Microsoft was with OpenAI before it had made a name for itself. Between 2019 and 2022, it is reported to have pumped in up to $3 billion in Open AI — an investment that appeared prescient once ChatGPT appeared on the scene and OpenAI’s valuation shot up to $29 billion. In January 2023, Microsoft added $10 billion to the kitty, mostly as much-needed computing power from its Azure cloud computing platform. CEO Satya Nadella was lauded as a visionary for the early investment and Microsoft went on to integrate ChatGPT into its Bing search engine — a move one step ahead of search giant Google, which was once seen as the leader in AI research. Given its level of involvement in OpenAI, the board’s coup attempt on Friday blindsided Microsoft. While Mr. Nadella stated that he will continue to work with OpenAI, he made it abundantly clear that he wanted Mr. Altman back at the helm. When an initial round of negotiation between Mr. Altman and the board the day after he was fired failed, Mr. Nadella announced that he would hire Mr. Altman and Mr. Brockman to run an AI research centre within Microsoft, along with any OpenAI employee that jumped ship. This is exactly what 702 staffers, including CTO Mira Murati who was initially appointed as interim CEO, threatened to do if Mr. Altman and Mr. Brockman were not brought back and the board did not quit. The employees may have been driven by loyalty, as well as the knowledge that their stock options may drop significantly without Mr. Altman’s commercial drive. With OpenAI’s creations sitting exclusively on Azure platforms and all of its employees on board, Microsoft would have essentially “acquihired” the most important AI company of the moment. However, that would also mean it would have to take direct responsibility for any AI goof-ups — which government regulators are keenly watching.

After its initial CEO pick Ms. Murati sided with Mr. Altman and pushed for his return, the OpenAI board roped in Emmet Shear, a co-founder of the Twitch streaming platform, as interim CEO. However, internal divisions seem to have developed in the board, with Mr. Sutskever repenting his role in the fiasco and signing the employees’ letter demanding Mr. Altman’s return.
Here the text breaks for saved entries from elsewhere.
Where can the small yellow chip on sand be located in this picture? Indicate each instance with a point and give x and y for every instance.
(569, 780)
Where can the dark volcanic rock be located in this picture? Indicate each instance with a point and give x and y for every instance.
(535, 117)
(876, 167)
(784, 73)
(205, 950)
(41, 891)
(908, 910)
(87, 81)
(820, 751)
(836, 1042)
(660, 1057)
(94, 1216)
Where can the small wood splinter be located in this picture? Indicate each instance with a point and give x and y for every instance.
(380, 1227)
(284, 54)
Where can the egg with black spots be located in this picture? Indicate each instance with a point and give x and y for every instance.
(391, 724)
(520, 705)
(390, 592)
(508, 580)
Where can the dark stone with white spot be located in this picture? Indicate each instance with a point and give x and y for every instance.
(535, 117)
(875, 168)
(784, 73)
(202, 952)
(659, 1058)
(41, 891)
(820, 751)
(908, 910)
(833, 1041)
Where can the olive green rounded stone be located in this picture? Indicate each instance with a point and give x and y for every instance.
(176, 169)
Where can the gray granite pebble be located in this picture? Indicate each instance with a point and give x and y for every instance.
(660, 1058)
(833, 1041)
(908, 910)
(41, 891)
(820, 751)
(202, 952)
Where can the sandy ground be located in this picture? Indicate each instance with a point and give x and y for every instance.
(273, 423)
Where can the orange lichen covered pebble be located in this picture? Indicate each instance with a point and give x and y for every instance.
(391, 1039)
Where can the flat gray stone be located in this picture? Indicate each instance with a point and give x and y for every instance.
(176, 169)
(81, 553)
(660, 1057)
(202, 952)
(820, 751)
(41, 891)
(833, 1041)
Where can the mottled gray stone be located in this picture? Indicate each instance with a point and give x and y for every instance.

The pressure from employees and investors and its own divisions seemed to finally have an effect, as the board announced the return of Mr. Altman as CEO on Tuesday and its own reconstitution, with all the coup instigators except one — Quora CEO Michael D’Angelo — having resigned. Mr. Sutskever has been dropped from the board but reportedly remains in his employee position.

While it may seem like a place led solely by money and technology, Silicon Valley also has its philosophies, a key one being ‘effective altruism’. Simply put, effective altruism looks at ways in which any intervention, monetary or technical, can be most effective. The practitioners of this philosophy among the Silicon Valley elite have an obsession with the possible negative impacts of AI and reducing the risk associated with it. OpenAI’s charter itself speaks of safely building an AGI, or Artificial General Intelligence, an AI capable of reasoning like humans unlike the generative AIs that we have that only create based on what it has ‘learned’. Effective Altruists tend to push back against the ‘techno optimists’ and ‘accelerationists’, who believe that the benefits of technology outweigh the bad and that all technological developments need to be accelerated as it is the way forward for mankind. The effective altruism proponents on OpenAI’s board seem to have been spooked by the rapid commercialisation of the company and feared that it was deviating from its original purpose, playing into the hands of accelerationists. They may have been trying to recapture the narrative but bungled up the effort.